Using Ship to prepare and manage externally-developed software eliminates the need to set up this additional repo and CI process, which would have to be repeated for each application. Ship also automatically creates pull requests into the GitOps repo when the application is updated, without requiring manual work of downloading, editing, merging and pushing - which again, is required to do per application without Ship.

SDLC of Externally Developed Software

Ship defines and provides separate workflows for the various phases of managing externally developed software. Installing new software requires a different workflow than updating software. Changing a configuration is different than installing a hotfix. Watching and triggering updates automatically is part of the SDLC.

Ship introduces 3 distinct modes to manage the SDLC of preparing externally developed software for delivery to Kubernetes:

init

The ship init functionality solves the first part of the lifecycle of externally-developed software: discovery of how the application works, and providing the initial configuration. This process is manual, doesn’t deploy it to the cluster, and involves the cluster operator gaining an understanding of the configuration options, the application YAML, what options are available, and what changes will be required to make the application compatible with the target environment.

watch

The ship watch functionality solves the update notification step of the SDLC. Ship watch will maintain a constant check of the upstream application, and can trigger any events (generally update) when the upstream application is updated.

update

The ship update functionality automates the process of merging in all upstream changes with the custom configuration supplied by the cluster operator (in patches and overlays). This is now possible to do automatically because the patches are maintained separately from the base, which guarantees there will be no merge conflicts when updating an application.

Helm Compatibility

Helm is the most popular Kubernetes package manager today. As a result, there are 1000s of Helm Charts available to install, and Helm is the commonly used tool to package and distribute open source software. Helm is built on templating and relies heavily on the package maintainer substituting any configuration option with template code.

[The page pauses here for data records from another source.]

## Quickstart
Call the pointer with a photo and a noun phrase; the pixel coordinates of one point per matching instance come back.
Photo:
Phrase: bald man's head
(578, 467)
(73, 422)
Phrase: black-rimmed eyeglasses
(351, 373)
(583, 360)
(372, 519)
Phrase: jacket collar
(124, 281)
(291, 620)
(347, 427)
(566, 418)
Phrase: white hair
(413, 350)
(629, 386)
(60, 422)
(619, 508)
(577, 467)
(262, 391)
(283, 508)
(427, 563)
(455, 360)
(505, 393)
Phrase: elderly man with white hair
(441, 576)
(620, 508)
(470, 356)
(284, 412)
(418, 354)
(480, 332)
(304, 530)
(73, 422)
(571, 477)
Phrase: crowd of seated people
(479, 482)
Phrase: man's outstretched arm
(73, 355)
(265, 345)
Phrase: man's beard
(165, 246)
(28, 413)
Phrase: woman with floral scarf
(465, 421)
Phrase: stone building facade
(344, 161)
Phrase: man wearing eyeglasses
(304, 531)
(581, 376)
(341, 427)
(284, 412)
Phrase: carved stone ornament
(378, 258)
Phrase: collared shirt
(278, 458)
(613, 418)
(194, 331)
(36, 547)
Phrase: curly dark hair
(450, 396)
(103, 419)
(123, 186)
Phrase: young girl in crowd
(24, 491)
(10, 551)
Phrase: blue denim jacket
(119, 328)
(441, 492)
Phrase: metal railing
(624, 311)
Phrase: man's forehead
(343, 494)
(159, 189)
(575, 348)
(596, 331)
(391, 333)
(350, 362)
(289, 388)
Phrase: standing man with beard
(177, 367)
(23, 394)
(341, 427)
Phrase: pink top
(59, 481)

Ship maintains compatibility with this supply of Helm applications, while removing the need to run Helm (and Tiller), or any other package-specific runtime in the cluster. Ship is able to easily consume a Helm application, and watch and update Helm applications by pushing updates into standard SDLC pipelines instead of forcing creation of a new one.

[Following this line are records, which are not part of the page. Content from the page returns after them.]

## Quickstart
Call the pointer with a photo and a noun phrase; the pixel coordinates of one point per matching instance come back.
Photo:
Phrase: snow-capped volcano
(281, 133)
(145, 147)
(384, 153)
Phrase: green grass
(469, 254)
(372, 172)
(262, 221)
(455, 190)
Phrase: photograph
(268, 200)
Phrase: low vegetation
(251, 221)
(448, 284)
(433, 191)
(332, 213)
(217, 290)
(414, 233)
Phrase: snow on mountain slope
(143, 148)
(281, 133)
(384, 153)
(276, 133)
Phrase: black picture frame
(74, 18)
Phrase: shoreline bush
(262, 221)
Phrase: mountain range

Ship does this by running helm template, with your configuration values, to generate plain Kubernetes YAML. This Kubernetes YAML is patchable and deploying using standard tooling such as kubectl or any other Kubernetes compatible deployment toolset. There’s no need to run Tiller or use a separate process to deploy Helm applications. Helm applications are identical to plain Kubernetes YAML when using Ship.

Migration (unfork)

Most cluster operators already have open source and other externally-developed software configured and running on clusters. Because there was not a generally-available way to patch this software with the desired runtime configuration until now, much of this software was configured by forking the upstream chart or manifest and making all necessary changes.

Ship has a supported migration path to unfork existing forks or copies that have been edited, and extract the changes as targeted patches, so that the fork is no longer needed. Existing forked applications contain all of the YAML required to run the application, and the cluster operator has to maintain this and manage the process of merging in changes from the package maintainer. This can be tedious because of merge conflicts. After running the unfork command, the cluster operator will go from managing the entire application YAML to managing just the specific changes desired to make the application compatible with the target environment, resulting in significantly fewer lines of YAML to maintain.